Whichever priority resolves, the resulting per-unit cost is copied onto the sale’s egress audit row (inventory_transactions.cost for the egress) and onto items[i].unitCost in the invoice JSON. That cost is frozen. Reports read the audit row, not the live product cost — so a price increase next week won’t retroactively change last week’s gross profit.

Bonus units (BOGO, free gifts) are split off from the main sale and posted to bonus expense (5020) at the bonus-allocated cost; non-bonus units stay on regular COGS (5010). The FIFO walk treats both buckets the same — only the journal-entry side cares about the split.

Cancel an invoice

When you cancel an invoice, the sale’s egress reverses and the units flow back into stock. The cost used for the restoring ingress row mirrors the original sale’s per-unit cost, resolved by the same priority chain the refund path uses (resolveReturnUnitCost) — serial cost first, then batch cost, then the invoice-item unitCost snapshot, then the original sale’s posted COGS, then the egress audit row. #41 v1.6.100 made this match exactly: cancel-ingress cost = sale-egress cost, even for bonus items where COGS split across 5010 and 5020.

Refund (with disposition)

The refund wizard writes one of three things per returning unit:

  • Resaleable — a fresh ingress at the resolved unit cost. The unit becomes the newest layer; it does not slot back into its original layer (that layer was closed when the sale drained it).
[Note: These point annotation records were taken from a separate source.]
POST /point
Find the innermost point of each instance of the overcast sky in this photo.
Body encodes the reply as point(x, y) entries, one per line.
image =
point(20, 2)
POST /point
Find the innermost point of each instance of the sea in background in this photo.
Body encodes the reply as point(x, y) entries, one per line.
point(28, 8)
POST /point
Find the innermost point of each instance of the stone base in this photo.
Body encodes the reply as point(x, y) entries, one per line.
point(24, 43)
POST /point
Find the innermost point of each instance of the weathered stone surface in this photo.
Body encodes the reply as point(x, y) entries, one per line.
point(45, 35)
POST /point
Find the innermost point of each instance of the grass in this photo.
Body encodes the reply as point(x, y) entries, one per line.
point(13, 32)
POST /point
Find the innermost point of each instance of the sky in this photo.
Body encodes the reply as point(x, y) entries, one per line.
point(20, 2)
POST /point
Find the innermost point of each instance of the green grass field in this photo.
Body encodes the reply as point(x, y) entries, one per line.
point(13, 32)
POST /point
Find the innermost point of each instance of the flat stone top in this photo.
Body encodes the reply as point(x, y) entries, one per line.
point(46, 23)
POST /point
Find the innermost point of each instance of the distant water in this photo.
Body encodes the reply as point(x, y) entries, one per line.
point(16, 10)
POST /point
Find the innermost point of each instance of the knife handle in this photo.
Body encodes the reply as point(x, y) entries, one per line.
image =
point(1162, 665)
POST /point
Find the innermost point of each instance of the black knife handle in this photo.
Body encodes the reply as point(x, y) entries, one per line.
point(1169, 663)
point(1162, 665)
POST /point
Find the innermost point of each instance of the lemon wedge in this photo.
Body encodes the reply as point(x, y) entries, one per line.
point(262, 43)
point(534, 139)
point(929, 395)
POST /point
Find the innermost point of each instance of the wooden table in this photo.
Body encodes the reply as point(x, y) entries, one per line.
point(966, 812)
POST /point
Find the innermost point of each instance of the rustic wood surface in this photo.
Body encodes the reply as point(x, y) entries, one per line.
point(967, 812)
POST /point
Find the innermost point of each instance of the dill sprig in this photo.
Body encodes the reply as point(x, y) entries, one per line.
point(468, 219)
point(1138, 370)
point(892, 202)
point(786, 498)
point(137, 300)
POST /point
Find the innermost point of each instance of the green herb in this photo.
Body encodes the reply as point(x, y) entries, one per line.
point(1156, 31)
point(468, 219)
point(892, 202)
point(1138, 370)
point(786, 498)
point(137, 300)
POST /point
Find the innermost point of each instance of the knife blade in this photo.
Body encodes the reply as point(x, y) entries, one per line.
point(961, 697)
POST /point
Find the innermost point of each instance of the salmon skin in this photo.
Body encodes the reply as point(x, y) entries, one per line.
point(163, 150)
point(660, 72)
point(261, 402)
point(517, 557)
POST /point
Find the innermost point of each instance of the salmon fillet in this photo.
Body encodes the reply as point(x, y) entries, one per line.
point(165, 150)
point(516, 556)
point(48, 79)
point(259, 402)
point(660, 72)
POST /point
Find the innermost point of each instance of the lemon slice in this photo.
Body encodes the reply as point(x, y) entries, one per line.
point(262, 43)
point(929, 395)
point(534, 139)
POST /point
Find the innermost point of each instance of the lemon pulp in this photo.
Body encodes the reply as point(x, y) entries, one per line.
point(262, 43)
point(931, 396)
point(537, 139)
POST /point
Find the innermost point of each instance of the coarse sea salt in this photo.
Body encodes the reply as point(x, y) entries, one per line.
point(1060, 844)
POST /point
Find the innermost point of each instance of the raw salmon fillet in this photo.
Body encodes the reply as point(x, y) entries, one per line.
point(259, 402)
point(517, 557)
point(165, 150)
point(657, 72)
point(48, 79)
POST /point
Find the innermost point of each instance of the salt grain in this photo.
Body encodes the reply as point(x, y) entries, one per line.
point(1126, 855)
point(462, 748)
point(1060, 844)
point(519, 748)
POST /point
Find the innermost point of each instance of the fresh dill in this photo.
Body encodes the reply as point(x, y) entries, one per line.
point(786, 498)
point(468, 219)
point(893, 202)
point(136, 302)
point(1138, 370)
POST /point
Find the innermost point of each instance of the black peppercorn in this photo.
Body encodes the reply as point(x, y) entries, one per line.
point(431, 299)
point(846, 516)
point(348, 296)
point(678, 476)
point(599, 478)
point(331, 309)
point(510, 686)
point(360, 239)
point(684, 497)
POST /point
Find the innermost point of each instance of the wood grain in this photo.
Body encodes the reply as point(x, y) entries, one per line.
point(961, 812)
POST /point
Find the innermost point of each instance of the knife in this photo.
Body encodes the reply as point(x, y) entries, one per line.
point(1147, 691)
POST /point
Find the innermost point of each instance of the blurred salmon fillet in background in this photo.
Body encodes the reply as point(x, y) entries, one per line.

This is FIFO-correct: the unit re-enters circulation as if it were just received.
  • Defect — an egress to the defect-inventory account (5010 for non-bonus, 5020 for bonus units, split correctly per #40 v1.6.100 ). No layer movement on the regular FIFO chain.
  • Dispose — an immediate write-off egress. Cost moves to disposal expense.

Reading the cost

The unit cost on an invoice (items[i].unitCost) is the FIFO unit cost at the time of sale, frozen. Every report that needs cost-of-goods reads either that snapshot or the matching egress audit row in inventory_transactions — never the live products.cost_price. This is what makes the books reproducible: you can re-run the P&L for January in June and get the same answer, because the costs that ran through January’s COGS were captured on January’s invoices and never touched again.

A short summary of where each report gets its cost:

  • P&L → COGS — sum of egress audit rows in the period.
  • Balance Sheet → Inventoryqty_remaining × cost summed across open layers.
  • Inventory Valuation report — same as balance sheet, but per-product.
  • Inventory Moves report — every ingress and egress row, with cost and qty_remaining columns visible.
  • General Ledger → 5010 / 5020 — the journal entries posted at sale time, equal to the sum of egress audit costs (modulo bonus split).

Historical data

If you upgraded to v1.6.100 from an older version, four migrations ran the first time the server booted:

  • v70 — added the qty_remaining column to inventory_transactions and stamped every existing ingress row with its original quantity (or the remainder, if later egresses had already drawn from it). After this migration, the FIFO walk works on every product that has any tracked ingress history.
  • v71 — replayed FIFO for every (tenant, product, variant) group and rewrote the cost on historical sale-egress rows. Pre-v70, some egresses had a NULL cost or carried the sale price by mistake; v71 walks the layers chronologically and stamps the right per-unit cost on each one.
  • v72 — backfilled items[i].unitCost on historical invoices from the corrected egress audit rows v71 just produced. Reports that read unitCost from the invoice JSON now match the journal entries exactly.
  • v73 / v75 — final fixups for the rows v71 couldn’t reach: cancel/return ingresses with no layer history (v73), and historical defect-egress rows that were written without a cost (v75 — #40 v1.6.100 ).